La regista Nancy Buirski parla del suo ultimo documentario, The Rape of Recy Taylor, presentato a Venezia 74 in Orizzonti. Insieme a lei uno dei membri del cast, Crystal Feimster, docente di African American Studies all’università di Yale, che nel film appare tra le persone intervistate sulla vicenda di Recy.

“L’approccio di un regista è completamente diverso da quello di un ricercatore – ha commentato la Buirski in dialogo con la Feimster –. Entrambi hanno a che fare con delle storie, ma al cinema l’idea deve essere sostenuta da una narrazione, da una struttura formale che tenga conto di moltissimi aspetti”.
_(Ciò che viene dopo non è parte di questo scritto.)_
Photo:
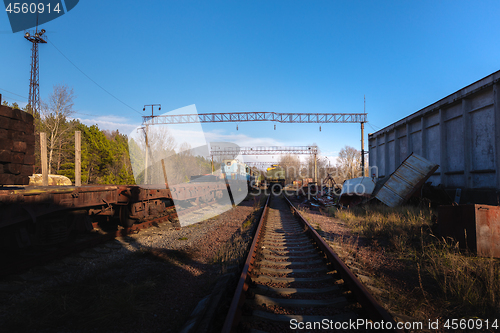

Il documentario ricostruisce la vicenda di Recy Taylor, una giovane donna di colore che venne stuprata da un gruppo di sei ragazzi bianchi nell’Alabama razzista del 1944. Contrariamente a quanto facevano le altre donne vittime di violenza, Recy denunciò gli stupratori e intraprese un lunghissimo percorso di giustizia per rivendicare i suoi diritti. Al suo fianco l’attivista Rosa Parks, la madre del movimento per i diritti civili, che si interessò al caso di Recy dieci anni prima del celebre boicottaggio degli autobus di Montgomery – la Parks si rifiutò di cedere il posto a un uomo bianco su un autobus e venne per questo arrestata.

Rosa Parks at Highlander Folk School

“Le attiviste svolsero un ruolo fondamentale in quegli anni. È importante raccontare di queste figure per mostrare alla gente che il cambiamento non si produce da solo, all’improvviso, ma parte dai casi singoli, come quelli di Recy Taylor e di Rosa Parks”.

Il racconto principale del film è affidato alle testimonianze del fratello e della sorella di Recy,  a cui  si alternano svariate interviste a studiosi, filmati d’archivio e scene dai cosiddetti race film (piccole produzioni cinematografiche indirizzante al pubblico afroamericano dell’epoca in cui emergeva chiaramente un atteggiamento predatorio dei bianchi nei confronti delle donne di colore).

“Nel fare questo film mi sono imposta di rispettare Recy Taylor, sotto tutti i punti di vista. Per questo la colonna sonora che accompagna il racconto dello stupro è una ninnananna”.

La regista ha dedicato il suo documentario a tutte quelle donne anonime che non sono riuscite a farsi ascoltare. Secondo la Buirski è importante conoscere il passato per comprendere meglio il nostro presente, un presente storico in cui purtroppo la sfera delle libertà femminili è ancora in discussione.